The context window arms race of the last two years has been remarkable. From GPT-3's 2,048 tokens to Claude's 200K, Gemini 1.5's 1 million, and experimental systems pushing further still, the sheer numbers have grown at a pace that would seem implausible if you had described it in 2022. But a growing body of research has forced a more uncomfortable question than "how large can context windows get?" — namely, "do models actually use long contexts well?"
The answer turns out to be significantly more nuanced than the marketing suggests. Models with nominally large context windows exhibit systematic patterns of what they attend to, what they remember, and where they fail. Understanding these patterns is essential for anyone building applications that depend on long-context reasoning — and for anyone trying to understand what "long-context capability" actually means.
The Lost in the Middle Problem
The most clearly documented failure mode for long-context models is what Liu et al. (2023) called "Lost in the Middle": models are substantially better at retrieving and using information from the beginning and end of long contexts than from the middle.
The paper's experimental design is elegant. A factual question is answered by a specific document hidden within a set of irrelevant documents. The position of the relevant document is varied systematically. Performance — the rate at which the model uses the correct information to answer — is plotted as a function of position.

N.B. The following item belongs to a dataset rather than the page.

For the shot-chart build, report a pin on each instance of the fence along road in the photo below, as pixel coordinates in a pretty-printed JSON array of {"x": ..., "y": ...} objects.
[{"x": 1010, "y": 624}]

The resulting U-shaped performance curve — high at position 0 (beginning of context), declining sharply through the middle, and partially recovering at the end — was consistent across multiple models and context lengths. For some models and conditions, accuracy dropped by 20-30 percentage points between the best and worst positions.

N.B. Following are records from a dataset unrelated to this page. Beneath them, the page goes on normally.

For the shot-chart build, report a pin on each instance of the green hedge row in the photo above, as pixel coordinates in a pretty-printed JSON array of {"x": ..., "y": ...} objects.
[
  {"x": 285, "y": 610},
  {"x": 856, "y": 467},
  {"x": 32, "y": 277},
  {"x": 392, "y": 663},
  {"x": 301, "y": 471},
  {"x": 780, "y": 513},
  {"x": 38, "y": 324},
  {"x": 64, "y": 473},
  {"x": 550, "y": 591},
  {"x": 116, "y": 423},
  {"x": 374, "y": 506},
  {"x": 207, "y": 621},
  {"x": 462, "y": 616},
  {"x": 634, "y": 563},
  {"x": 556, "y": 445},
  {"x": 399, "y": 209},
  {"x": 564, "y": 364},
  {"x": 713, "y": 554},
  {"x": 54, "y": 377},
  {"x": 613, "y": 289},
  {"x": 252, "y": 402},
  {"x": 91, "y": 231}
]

Why does this happen? The attention mechanism assigns higher weight to tokens that are more similar to the query token and to tokens that are closer in position (due to positional encoding effects and the causal attention mask). The beginning of a context window benefits from the fact that early tokens are attended to by all subsequent tokens, which may strengthen their representations throughout forward passes. The end benefits from recency — the final tokens are closest in position to the generation step. The middle has neither advantage.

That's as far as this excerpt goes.